07 Mart 2017

Yazmanın yorgunluğu…

İlk yazma denemelerim henüz ilkokuldayken günlüğüme düştüğüm notlardı.

Yazdıklarım yaşıtlarımın ‘yumurta, unutma' sıradanlığına hapsolmasın diye onları kendi küçük dünyamın kelamlarıyla sınırlamamaya çalışırdım.

Bulduğum yol eve alınan gazetelerden derlediğim haberleri yazdığım her gün günlüğümün sayfalarına serpiştirmekti.

Hükümet güvenoyu aldı…

Ecevit; beklemeye sabrımız kalmadı…

Kimliği bilinmeyen kişilerce taranan kahvede 2 kişi öldürüldü…

Bir işçi bir öğrenci öldürüldü…

Demirel; Sıkıyönetim 4 ilde bir ay daha uzatıldı…

Kayseri de vurulan lise öğrencisi öldü…

Bütün o haberlerin üzerine aklım erdiğince küçük yaşlarımın yorumlarını da düşerdim.

Şimdi çocuk zamanlarımdan çok farklı. Herkes yazıyor, herkes yazar.

Andy Warhol'un ‘Herkes bir gün 15 dakikalığına ünlü olacak' sözünü ‘herkes bir gün yazar olacak' diye değiştirmek dahi mümkün.  

Ulusal, yerel ve bölgesel gazeteler, dergiler, haber portalları, internet siteleri, yerel gazete sayfaları, kişisel bloglar, sosyal medya araçları yazardan geçilmiyor.

Sakıncası yok. Lakin bu kadar bolluğun içinde herkes yazıyor mu yoksa kendi bildiğini mi okuyor diye düşünmeden edemiyor insan.

Yalnızca gazetelerle de sınırlı değil oyalayıcı halimiz. Gazeteyle yetinmeyip, bir de televizyonlarda arzı endam edenlerimiz var.

Televizyonun ucuz ve kolay ulaşılabilirliğinin avantaj kadar handikap olduğunu bilmiyorlar. Oysa yüzün ve sözün eskime tehlikesiyle saatler süren keşmekeşi konuşmalar bir süre sonra izleyenlerde bıkkınlık yaratıyor.

Gayri tartışma programlarındaki uçsuz bucaksız mülahaza düellolarının bilgilendirmekten çok kafaları karıştırdığına inanan o kadar çok ki.
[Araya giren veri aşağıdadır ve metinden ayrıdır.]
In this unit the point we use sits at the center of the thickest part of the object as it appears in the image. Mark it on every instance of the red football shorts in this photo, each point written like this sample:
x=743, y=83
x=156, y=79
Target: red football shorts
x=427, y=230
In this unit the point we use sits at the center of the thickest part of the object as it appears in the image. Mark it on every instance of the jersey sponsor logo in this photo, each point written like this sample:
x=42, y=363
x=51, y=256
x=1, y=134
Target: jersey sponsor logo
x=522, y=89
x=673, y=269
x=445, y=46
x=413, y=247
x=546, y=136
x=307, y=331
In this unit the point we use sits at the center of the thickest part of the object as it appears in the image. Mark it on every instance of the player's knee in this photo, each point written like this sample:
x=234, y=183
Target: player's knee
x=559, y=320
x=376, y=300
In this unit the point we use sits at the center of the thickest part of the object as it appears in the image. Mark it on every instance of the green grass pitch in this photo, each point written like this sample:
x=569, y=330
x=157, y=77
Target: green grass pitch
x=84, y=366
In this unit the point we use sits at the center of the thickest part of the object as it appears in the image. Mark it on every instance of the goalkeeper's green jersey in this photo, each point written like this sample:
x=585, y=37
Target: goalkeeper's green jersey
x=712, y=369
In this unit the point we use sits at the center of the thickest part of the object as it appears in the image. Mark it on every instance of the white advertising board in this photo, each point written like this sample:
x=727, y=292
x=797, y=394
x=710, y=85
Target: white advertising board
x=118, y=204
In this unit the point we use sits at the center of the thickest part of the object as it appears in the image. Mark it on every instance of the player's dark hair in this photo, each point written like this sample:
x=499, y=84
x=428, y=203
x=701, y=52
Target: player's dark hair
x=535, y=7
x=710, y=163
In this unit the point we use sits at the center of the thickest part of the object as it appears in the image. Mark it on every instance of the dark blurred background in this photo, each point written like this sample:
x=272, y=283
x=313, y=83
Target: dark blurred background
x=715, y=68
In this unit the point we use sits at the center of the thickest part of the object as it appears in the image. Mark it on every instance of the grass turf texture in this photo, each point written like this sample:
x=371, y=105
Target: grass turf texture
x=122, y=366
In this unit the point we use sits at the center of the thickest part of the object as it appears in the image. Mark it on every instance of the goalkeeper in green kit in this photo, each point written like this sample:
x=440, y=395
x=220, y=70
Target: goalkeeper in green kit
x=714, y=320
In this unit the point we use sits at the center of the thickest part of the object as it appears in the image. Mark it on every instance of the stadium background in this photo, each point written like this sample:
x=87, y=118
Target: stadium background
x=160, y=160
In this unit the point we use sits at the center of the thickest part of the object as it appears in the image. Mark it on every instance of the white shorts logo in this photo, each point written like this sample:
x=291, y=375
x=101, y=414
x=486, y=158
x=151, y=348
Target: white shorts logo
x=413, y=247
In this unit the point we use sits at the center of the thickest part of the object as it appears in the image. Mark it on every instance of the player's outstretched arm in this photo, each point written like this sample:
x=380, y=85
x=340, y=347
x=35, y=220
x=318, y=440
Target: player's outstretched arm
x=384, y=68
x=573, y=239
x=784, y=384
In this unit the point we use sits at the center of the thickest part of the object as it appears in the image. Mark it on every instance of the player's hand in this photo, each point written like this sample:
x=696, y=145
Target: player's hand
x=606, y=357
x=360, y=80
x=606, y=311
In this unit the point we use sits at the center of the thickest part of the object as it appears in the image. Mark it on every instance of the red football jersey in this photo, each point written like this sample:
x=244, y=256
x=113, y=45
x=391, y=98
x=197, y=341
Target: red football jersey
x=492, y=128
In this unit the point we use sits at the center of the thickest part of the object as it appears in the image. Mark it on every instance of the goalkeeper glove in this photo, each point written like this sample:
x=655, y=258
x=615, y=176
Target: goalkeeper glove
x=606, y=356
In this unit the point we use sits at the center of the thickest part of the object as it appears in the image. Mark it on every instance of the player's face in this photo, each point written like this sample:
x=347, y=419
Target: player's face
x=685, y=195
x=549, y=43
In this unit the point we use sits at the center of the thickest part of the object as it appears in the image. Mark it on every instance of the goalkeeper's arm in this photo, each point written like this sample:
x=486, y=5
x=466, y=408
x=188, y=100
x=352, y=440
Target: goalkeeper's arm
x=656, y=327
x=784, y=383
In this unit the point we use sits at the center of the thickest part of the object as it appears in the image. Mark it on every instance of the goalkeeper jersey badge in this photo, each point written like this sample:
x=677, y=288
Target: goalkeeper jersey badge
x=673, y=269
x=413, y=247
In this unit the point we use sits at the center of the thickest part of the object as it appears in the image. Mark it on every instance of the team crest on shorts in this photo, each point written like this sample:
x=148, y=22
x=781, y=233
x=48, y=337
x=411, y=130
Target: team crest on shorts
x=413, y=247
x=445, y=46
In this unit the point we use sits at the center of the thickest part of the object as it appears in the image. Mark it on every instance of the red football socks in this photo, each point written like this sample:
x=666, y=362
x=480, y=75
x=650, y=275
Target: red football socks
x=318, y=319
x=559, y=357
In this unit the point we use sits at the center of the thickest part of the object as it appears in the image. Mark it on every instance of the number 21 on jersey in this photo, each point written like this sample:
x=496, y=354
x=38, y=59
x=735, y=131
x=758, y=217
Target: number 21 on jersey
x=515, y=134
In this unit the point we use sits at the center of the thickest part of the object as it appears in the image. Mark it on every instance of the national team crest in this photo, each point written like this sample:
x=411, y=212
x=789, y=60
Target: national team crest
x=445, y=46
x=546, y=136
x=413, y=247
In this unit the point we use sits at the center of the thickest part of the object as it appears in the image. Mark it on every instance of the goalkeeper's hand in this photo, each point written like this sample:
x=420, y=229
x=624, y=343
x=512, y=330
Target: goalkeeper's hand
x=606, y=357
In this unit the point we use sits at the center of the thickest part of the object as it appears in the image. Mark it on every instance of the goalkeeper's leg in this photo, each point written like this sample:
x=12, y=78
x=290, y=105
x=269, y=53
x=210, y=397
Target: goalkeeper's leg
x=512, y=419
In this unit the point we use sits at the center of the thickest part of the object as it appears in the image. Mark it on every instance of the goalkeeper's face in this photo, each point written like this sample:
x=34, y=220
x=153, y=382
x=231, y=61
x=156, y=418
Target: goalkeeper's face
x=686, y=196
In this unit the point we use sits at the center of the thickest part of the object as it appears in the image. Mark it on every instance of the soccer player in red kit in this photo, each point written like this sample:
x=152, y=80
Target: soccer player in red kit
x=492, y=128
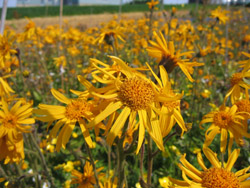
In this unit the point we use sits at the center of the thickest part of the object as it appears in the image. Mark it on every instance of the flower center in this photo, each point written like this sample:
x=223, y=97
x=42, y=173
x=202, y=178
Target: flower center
x=169, y=62
x=77, y=109
x=136, y=93
x=222, y=119
x=172, y=104
x=236, y=78
x=10, y=121
x=219, y=178
x=243, y=106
Planlı olmasa da hangi siyasi taraftan olursa olsun aşırı adanmış bir heyecanla feryat etmek tekçiliğin algı operasyonlarına benzetiliyor çünkü.
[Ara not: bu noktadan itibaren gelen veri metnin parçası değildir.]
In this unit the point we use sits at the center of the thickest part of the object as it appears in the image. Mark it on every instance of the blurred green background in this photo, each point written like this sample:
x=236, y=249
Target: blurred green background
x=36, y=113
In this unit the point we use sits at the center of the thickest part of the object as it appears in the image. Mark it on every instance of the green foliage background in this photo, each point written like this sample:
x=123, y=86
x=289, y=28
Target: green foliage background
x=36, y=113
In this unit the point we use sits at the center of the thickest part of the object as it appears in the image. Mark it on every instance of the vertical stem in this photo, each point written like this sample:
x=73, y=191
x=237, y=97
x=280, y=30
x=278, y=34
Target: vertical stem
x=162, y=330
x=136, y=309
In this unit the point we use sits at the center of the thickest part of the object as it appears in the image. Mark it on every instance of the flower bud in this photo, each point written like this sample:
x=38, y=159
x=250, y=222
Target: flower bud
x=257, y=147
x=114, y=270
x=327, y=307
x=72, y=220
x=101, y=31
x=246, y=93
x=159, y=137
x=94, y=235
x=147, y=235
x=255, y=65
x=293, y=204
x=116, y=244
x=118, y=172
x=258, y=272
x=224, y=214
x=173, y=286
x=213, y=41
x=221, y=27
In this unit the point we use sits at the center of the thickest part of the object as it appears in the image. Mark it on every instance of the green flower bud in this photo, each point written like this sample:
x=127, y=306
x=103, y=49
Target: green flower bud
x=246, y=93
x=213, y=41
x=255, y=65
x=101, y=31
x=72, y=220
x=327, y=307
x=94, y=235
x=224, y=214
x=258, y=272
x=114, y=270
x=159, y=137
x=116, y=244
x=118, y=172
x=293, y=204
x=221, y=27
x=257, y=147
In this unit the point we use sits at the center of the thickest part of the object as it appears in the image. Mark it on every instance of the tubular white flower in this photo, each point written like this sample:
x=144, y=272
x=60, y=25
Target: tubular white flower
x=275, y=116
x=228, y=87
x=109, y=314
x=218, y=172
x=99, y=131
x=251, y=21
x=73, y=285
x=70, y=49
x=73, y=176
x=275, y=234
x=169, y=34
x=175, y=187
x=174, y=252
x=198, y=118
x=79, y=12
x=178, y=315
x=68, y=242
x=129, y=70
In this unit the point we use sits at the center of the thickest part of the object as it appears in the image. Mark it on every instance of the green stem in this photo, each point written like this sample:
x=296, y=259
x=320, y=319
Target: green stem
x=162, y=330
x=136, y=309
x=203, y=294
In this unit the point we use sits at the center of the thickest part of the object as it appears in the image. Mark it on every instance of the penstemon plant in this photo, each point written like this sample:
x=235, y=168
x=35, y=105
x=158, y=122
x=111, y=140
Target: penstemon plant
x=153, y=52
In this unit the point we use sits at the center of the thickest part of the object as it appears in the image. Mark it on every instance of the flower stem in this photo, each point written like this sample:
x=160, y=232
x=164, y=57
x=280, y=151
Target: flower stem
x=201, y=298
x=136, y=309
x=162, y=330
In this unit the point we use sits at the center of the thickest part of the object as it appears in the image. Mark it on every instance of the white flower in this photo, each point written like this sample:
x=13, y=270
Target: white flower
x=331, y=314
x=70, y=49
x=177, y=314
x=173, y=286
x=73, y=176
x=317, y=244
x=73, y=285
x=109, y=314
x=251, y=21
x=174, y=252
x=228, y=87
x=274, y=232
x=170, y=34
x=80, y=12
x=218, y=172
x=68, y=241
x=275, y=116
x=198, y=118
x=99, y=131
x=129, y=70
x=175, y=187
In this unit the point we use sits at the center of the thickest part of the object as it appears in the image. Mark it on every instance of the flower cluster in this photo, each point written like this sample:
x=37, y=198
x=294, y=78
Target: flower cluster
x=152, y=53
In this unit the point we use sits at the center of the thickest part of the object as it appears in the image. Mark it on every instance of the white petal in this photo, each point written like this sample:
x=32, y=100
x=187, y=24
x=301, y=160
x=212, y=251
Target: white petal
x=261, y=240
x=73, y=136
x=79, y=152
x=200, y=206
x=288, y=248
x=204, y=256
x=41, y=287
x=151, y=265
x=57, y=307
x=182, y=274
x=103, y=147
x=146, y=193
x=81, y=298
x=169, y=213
Televizyon öteden beri siyasi, ekonomik ve kültürel zorbalığın algı operasyonlarında kullandığı en etkili araç zaten. ‘Aptal kutusu' denilen fecaat üstüne tekçi bir bakış kuşandığında zihin biçimlendirme faşizmi devam ediyor.
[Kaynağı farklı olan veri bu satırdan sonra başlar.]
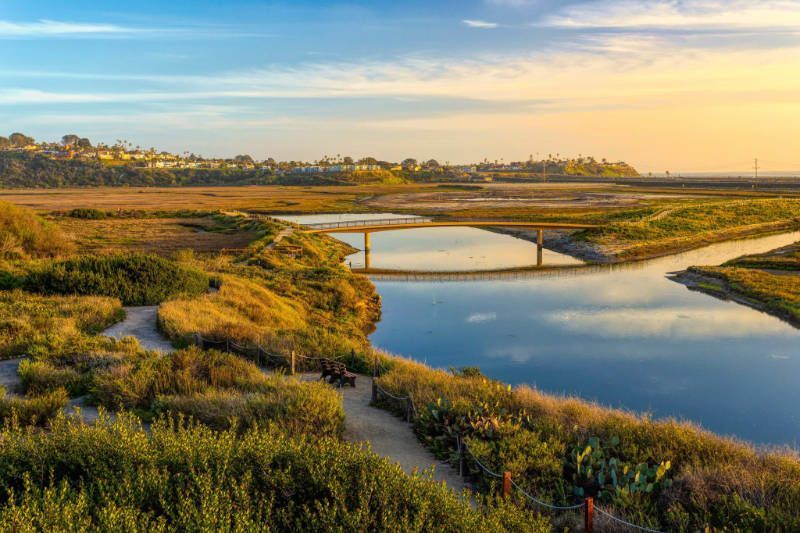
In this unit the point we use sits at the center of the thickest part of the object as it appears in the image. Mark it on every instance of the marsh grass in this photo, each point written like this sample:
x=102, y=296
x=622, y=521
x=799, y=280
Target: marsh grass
x=30, y=322
x=135, y=279
x=24, y=235
x=36, y=410
x=683, y=227
x=716, y=481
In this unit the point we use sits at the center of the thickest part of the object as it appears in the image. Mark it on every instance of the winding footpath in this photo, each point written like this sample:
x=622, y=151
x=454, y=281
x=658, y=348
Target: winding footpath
x=140, y=322
x=386, y=434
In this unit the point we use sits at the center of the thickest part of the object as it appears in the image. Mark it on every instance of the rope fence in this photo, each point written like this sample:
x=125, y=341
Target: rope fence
x=602, y=518
x=261, y=354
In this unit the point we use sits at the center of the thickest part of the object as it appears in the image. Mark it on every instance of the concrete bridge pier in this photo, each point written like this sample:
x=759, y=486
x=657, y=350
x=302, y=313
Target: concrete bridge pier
x=366, y=250
x=539, y=246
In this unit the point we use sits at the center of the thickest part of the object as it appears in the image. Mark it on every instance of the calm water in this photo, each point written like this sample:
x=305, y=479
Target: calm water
x=626, y=337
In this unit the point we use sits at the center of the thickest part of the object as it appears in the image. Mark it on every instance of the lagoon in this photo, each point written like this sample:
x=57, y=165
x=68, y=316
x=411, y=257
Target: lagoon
x=625, y=336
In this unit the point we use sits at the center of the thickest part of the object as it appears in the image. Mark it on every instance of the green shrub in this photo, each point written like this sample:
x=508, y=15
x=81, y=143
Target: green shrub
x=297, y=408
x=116, y=476
x=135, y=279
x=670, y=474
x=87, y=213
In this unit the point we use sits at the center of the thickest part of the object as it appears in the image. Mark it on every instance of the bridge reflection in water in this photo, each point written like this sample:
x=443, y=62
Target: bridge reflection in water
x=367, y=227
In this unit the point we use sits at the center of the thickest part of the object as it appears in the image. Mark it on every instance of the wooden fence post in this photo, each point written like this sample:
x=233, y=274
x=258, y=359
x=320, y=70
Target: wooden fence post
x=460, y=448
x=588, y=515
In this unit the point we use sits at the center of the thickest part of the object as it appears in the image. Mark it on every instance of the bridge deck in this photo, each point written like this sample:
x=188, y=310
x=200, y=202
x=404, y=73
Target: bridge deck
x=390, y=226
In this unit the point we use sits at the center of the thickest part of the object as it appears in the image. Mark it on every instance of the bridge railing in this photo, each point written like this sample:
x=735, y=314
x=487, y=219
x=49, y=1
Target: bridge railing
x=370, y=222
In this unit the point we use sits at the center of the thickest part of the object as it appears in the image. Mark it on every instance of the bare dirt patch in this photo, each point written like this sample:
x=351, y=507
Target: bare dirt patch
x=516, y=196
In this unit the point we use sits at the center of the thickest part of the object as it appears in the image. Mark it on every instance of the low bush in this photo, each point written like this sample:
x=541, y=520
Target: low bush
x=116, y=476
x=31, y=411
x=666, y=474
x=136, y=279
x=296, y=408
x=88, y=213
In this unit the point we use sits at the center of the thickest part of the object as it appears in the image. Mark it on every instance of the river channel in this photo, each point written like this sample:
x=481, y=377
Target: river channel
x=626, y=336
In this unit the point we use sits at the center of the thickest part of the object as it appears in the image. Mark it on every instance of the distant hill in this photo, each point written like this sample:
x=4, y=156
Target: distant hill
x=30, y=170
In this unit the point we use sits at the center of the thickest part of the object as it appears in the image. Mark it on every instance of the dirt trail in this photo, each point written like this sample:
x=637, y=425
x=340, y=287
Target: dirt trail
x=140, y=322
x=285, y=232
x=388, y=435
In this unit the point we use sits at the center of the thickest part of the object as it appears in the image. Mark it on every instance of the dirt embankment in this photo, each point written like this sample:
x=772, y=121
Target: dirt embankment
x=561, y=241
x=697, y=279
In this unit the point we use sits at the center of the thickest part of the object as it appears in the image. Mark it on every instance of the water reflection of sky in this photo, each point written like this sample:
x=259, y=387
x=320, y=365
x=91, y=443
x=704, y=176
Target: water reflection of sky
x=627, y=337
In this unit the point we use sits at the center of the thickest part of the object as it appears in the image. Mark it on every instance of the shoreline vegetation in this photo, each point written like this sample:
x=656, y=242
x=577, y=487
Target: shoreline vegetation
x=650, y=234
x=233, y=437
x=768, y=282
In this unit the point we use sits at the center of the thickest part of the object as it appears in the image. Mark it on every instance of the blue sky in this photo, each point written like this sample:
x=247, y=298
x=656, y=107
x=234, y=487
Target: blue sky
x=665, y=84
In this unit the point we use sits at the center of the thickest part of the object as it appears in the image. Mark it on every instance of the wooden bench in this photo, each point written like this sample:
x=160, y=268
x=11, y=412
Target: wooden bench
x=336, y=371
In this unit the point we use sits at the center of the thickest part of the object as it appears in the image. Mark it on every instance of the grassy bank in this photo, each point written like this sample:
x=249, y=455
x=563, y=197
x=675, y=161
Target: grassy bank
x=309, y=303
x=661, y=474
x=769, y=282
x=115, y=476
x=671, y=229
Oysa yoğun tekçi görüntüler medyayı dürüst, ilkeli ve adaletli bir kulvara çekme çabasını yok ederken ‘O yapıyorsa benim yapmamda da sakınca yok' kör dövüşünü de makulleştiriyor.

Bu anlayışın zamanı kurtarıyor olsa da toplumun bütününde oluşacak dejenerasyona müspet bir katkı sunmadığı kesin.

Televizyonla birlikte medyanın eksiklikleri daha görünür olduğundan beri de daha fazla insan onca ateşli yazının ya da konuşmanın ardında ya menfaat ya da rutine bağlanmış keyfiyetin olduğunu düşünüyor.

Umberto Eco'nun ‘İnsan gereğinden çok konuşarak da gereğinden çok susarak da günah işleyebilir' sözünü hatırlamalı medya.

Menfaatin ve keyfiyetin goygoycu kör dili olmaması gereken yerde sustuğu kadar çok yazıp, çok konuştuğunda da günahlarımızı artırıyor.

Herkesin uzman, alim ve azametli, herkesin demokrat, ahlaklı, namuslu, onurlu, herkesin dini bütün, harama el uzatmayan, kul hakkı yemeyen görüntüsü vermesi de bir başka sorunu medyanın.

Herkesin cetvel misali doğru(!) olduğu bir durumda doğal olarak gediklilere göre fazlasıyla amatör kalan biz gibiler için hakiki kelam etmeye çalışsak ta yazmak anlamsızlaşıyor.

İlkesizliklerin, menfaatçi yaklaşımların, danışıklı dövüşlerin bıkkınlığı çoğu zaman beni de ‘Neden yazıyorum?' sorularının bombardımanına tutuyor.

Sahte karakterlerin oynandığı bir çadır tiyatrosuna çevrilen medyanın içinde her şeyi terk edip bir ormanın sessizliğinde nefes almayı özlüyorum.